- 1The Second Clinical Medical College of Lanzhou University, Lanzhou, China
- 2Gansu Provincial Key Laboratory of Neurology, Lanzhou, China
- 3Department of Neurosurgery, The Second Hospital of Lanzhou University, Lanzhou, China
Lipomas, benign tumors originating from the anomalous proliferation of adipocytes, predominantly emerge in regions rich in adipose tissue. However, their presence in the head and neck areas remains rare, constituting approximately 13% of all diagnosed lipoma cases. This study presents a case involving a substantial subcutaneous lipoma located at the posterior neck, measuring about 20 cm × 19 cm × 10 cm. The patient presented with swelling and pain in the back of the neck. And the considerable dimensions of this lipoma significantly impacted the patient’s quality of life and aesthetic appearance. Concurrently, the patient exhibited symptoms indicative of degenerative cervical spine disease and cervical disc herniation. After admission, a comprehensive examination, including ultrasound, CT scan, and MRI, was conducted. Given the clinical complexity, the decision for surgical intervention was deemed essential. The surgical strategy entailed a meticulous total excision of the tumor through an incision made in the posterior cross-neck, coupled with the strategic removal of excess skin. To facilitate wound healing, postoperative management included the use of negative pressure drainage. Pathological examination conclusively identified the mass as a lipoma. Postoperative follow-ups indicated successful recovery, as evidenced by the restoration of the neck’s aesthetic contour and the complete resolution of the previously observed restrictions in sagittal neck movement.
Introduction
Lipomas, benign tumors frequently arising from the abnormal proliferation or accumulation of adipocytes, are commonly found in regions with a high concentration of fat. These tumors are more prevalent in individuals aged 40-50 years, with a higher incidence in males than in females. Approximately 13% of lipomas occur in the head and neck area, also affecting the upper and lower limbs and the trunk (1, 2). Characterized by slow growth, lipomas typically present as movable, painless, and non-indurated masses. A lipoma is classified as giant when its dimensions exceed 10 cm in diameter or its weight exceeds 1000 g (3).
Case description
A non-tender, movable mass in the neck, initially measured at approximately 5 cm x 5 cm x 3 cm a decade ago, was present in a 47-year-old male patient without any treatment. Over the last ten years, the mass has experienced a gradual increase in size, currently measuring about 20 cm × 19 cm × 10 cm, as depicted in (Figures 1A–D). This significant growth severely limited the range of sagittal motion of the cervical spine, adversely affecting the patient’s aesthetic appearance and lifestyle choices. For the past 10 days, the patient has reported experiencing swelling and discomfort in the posterior neck area.

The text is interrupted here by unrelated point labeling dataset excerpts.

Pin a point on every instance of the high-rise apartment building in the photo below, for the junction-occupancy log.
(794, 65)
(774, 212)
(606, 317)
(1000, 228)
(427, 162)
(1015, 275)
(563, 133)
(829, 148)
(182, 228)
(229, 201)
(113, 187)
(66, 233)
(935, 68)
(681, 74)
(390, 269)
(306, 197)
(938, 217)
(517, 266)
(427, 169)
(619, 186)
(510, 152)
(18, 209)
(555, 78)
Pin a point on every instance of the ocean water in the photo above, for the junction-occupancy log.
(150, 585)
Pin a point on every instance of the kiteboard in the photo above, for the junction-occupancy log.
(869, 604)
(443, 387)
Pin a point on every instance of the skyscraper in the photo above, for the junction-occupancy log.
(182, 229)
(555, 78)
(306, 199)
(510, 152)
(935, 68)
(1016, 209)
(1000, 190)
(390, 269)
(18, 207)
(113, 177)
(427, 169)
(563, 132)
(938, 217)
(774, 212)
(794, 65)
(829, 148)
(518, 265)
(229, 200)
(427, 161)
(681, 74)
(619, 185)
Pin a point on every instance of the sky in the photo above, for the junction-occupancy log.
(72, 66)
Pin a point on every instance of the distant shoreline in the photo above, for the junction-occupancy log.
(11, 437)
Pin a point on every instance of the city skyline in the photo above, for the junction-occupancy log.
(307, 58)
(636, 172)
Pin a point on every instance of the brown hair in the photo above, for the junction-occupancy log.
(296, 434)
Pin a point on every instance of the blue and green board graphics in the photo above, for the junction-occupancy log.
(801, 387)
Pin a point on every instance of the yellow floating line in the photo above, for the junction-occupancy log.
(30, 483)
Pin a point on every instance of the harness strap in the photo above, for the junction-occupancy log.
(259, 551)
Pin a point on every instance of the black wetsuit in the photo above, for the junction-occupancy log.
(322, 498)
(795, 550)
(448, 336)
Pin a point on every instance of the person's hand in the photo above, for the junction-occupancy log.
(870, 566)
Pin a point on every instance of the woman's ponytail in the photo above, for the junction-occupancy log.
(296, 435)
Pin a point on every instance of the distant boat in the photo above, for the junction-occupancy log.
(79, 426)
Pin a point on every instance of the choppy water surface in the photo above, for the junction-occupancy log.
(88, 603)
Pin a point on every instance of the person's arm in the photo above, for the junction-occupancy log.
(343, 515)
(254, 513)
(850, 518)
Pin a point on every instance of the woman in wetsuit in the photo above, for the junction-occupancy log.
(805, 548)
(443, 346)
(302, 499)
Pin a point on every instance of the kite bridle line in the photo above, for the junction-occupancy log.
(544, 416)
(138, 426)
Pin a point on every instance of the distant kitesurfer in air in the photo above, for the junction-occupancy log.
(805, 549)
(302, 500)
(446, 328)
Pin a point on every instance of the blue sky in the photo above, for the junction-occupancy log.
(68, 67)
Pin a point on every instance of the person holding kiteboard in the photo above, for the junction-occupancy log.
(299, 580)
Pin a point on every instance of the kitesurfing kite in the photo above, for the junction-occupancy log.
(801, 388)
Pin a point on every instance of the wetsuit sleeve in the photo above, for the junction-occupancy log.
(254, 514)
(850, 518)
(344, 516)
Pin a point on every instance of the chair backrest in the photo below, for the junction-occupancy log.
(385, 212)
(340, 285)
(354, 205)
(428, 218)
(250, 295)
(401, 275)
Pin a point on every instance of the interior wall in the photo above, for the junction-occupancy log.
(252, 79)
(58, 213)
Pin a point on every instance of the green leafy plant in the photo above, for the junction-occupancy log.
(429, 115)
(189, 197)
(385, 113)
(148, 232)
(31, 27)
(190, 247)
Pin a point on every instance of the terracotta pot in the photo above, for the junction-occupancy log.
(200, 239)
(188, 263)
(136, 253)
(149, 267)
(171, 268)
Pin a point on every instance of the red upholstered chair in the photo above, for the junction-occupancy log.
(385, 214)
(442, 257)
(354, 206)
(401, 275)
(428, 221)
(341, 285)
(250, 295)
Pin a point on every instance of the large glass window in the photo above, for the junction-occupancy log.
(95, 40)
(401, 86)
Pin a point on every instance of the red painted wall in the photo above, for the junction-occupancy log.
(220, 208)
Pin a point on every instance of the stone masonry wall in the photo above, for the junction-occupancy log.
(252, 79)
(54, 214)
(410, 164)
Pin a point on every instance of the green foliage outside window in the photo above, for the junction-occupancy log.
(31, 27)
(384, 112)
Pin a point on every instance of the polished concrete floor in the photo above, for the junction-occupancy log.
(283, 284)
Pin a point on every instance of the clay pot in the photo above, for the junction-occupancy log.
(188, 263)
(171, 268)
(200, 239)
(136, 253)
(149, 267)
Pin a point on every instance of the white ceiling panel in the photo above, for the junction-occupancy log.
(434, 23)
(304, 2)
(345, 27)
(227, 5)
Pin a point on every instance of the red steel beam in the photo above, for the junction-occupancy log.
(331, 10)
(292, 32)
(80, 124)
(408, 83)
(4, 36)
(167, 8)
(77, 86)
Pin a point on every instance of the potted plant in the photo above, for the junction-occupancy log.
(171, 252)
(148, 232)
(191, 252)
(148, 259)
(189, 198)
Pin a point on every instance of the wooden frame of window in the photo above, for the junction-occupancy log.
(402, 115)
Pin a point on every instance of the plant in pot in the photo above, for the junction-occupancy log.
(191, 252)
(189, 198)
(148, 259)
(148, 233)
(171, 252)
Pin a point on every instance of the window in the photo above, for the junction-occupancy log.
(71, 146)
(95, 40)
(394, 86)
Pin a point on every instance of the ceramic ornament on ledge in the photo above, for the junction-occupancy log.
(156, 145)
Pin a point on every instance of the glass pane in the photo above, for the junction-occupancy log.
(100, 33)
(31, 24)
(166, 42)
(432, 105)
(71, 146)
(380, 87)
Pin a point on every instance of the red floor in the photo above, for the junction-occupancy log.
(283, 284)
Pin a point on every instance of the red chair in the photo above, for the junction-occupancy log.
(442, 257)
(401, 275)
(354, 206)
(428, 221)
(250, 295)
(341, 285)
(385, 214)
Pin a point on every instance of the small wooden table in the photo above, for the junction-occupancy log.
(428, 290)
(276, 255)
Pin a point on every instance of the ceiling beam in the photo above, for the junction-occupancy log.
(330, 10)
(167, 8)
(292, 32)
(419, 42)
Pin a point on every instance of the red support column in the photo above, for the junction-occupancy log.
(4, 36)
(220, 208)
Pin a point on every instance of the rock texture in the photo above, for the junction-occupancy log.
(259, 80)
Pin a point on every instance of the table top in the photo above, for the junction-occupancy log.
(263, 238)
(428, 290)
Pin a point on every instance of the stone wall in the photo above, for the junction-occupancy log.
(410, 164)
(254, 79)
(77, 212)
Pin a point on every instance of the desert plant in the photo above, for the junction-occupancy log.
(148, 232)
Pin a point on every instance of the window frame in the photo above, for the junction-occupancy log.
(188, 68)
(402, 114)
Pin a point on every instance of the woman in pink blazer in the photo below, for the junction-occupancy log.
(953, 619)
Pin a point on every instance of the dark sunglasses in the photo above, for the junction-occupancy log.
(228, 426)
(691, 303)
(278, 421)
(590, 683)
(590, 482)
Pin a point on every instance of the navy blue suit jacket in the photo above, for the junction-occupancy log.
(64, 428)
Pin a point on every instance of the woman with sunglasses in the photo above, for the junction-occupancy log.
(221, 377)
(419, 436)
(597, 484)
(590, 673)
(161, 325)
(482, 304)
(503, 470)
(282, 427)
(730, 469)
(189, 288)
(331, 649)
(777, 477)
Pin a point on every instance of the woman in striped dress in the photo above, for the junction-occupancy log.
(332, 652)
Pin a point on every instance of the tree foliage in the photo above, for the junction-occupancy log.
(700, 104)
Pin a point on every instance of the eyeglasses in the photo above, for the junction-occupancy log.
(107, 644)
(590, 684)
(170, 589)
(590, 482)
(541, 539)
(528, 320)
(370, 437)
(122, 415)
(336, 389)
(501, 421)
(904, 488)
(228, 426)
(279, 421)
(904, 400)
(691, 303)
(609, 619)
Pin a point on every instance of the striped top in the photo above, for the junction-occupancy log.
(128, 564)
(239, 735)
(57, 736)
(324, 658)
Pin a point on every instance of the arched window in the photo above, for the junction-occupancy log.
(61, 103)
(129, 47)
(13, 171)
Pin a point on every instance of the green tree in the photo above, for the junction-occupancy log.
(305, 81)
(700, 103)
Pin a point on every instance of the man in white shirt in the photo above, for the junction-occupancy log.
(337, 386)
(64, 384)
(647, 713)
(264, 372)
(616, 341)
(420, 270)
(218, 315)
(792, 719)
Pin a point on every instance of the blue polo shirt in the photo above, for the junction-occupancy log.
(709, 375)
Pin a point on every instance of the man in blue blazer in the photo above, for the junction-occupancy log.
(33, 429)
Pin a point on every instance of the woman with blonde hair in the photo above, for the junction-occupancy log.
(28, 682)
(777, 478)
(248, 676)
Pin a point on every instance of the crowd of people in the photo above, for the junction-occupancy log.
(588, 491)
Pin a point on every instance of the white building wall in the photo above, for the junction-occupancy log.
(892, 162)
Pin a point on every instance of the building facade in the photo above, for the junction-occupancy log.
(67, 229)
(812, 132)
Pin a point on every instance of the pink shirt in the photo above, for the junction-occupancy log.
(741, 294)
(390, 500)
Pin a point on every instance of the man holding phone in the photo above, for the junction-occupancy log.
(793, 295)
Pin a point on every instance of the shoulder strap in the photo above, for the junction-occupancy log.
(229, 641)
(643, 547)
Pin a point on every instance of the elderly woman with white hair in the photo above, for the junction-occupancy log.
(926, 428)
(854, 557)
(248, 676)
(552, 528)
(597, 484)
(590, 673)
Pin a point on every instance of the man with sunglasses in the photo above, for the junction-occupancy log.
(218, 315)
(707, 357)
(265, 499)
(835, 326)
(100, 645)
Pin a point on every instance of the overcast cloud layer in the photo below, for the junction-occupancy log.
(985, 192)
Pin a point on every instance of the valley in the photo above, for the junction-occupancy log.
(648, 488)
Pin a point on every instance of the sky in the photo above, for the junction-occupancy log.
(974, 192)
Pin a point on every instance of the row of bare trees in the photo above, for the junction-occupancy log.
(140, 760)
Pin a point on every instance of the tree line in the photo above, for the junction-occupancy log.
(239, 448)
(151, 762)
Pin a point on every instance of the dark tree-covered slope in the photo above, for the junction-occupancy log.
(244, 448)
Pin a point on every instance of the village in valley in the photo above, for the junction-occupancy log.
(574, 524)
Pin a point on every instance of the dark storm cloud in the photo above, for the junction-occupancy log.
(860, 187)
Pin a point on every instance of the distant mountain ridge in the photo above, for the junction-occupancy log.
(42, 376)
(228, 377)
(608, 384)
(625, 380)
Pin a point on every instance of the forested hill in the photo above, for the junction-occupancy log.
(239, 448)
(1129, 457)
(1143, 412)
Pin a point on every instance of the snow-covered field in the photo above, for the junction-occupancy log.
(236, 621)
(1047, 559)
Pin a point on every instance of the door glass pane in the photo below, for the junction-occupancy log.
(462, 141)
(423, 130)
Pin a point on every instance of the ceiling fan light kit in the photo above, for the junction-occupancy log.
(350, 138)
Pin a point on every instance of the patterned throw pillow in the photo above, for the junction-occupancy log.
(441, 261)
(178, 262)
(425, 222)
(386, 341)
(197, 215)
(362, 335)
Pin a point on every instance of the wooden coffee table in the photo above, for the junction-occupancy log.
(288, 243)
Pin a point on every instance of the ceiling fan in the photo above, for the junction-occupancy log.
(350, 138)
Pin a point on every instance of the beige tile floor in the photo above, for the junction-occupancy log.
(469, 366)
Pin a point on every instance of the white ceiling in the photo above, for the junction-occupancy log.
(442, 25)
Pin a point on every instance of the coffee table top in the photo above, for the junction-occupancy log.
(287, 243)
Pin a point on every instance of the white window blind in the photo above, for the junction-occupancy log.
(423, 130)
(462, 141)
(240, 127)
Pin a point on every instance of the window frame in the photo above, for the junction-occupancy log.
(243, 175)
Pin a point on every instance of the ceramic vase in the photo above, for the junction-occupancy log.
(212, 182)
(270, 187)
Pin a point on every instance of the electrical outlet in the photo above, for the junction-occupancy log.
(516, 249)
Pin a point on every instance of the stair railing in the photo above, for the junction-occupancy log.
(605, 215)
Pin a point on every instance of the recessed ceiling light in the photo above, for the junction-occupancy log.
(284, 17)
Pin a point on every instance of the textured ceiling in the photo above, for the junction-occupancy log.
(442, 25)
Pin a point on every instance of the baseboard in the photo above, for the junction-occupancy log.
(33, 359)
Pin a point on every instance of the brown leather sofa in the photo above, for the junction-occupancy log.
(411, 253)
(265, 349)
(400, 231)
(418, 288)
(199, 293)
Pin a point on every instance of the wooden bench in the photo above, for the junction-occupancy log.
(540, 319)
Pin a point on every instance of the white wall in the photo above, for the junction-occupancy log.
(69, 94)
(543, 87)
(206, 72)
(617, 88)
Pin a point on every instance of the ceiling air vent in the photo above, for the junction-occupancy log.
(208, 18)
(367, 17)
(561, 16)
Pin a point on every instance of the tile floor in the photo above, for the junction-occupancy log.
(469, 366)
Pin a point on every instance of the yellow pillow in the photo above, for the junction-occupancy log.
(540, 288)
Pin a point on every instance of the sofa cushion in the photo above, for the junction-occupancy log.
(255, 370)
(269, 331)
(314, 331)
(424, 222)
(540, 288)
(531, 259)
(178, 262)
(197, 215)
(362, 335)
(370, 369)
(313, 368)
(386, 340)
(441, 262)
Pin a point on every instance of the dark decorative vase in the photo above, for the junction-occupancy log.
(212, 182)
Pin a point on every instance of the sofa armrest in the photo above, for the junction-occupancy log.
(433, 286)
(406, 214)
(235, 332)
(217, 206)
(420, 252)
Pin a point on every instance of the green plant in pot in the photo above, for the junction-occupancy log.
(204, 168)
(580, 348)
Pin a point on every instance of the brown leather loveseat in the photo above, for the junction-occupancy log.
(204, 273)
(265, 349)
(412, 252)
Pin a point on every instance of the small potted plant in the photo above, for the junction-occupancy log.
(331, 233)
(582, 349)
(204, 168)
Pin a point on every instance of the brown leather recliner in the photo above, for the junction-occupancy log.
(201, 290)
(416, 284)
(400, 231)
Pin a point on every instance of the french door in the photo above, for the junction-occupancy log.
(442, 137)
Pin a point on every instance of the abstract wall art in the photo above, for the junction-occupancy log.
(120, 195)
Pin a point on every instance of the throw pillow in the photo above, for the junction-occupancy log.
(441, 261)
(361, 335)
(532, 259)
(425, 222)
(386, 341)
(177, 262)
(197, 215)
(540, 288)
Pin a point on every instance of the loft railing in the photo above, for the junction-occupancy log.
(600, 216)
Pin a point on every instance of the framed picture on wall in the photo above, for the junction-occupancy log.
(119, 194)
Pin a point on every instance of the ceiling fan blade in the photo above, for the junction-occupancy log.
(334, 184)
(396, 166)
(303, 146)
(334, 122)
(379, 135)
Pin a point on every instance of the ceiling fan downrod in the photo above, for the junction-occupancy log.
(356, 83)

Figure 1 Preoperative clinical and imaging presentation of a giant liposarcoma of the neck. (A) Preoperative anterior section. (B) Preoperative dorsal view. (C, D) Preoperative lateral views. (E) Preoperative CT of the neck shows a large posterior cervical mass with clear borders, measuring approximately 162 × 92 × 166 mm, with a CT value of approximately -108 HU. Separation shadows are seen within the mass. (F–H) MRI of the cervicothoracic segment showed a large cervical mass with a double-high signal, reduced T2-fs signal, and a linear separation signal shadow in the neck; a linear enhancement shadow was seen on DWI. Cervicothoracic MRI showed a large cervical mass with double high signals in the cervical spine, reduced T2-fs signals, and linearly separated signal shadows, measuring approximately 166×17.6×10.7 cm, with low signals on DWI and linear enhancement on the enhancement scan. The cervical spine was normal with physiological curvature; a mass-like T2-FS high signal shadow was seen in the spinal cord at the C2 level.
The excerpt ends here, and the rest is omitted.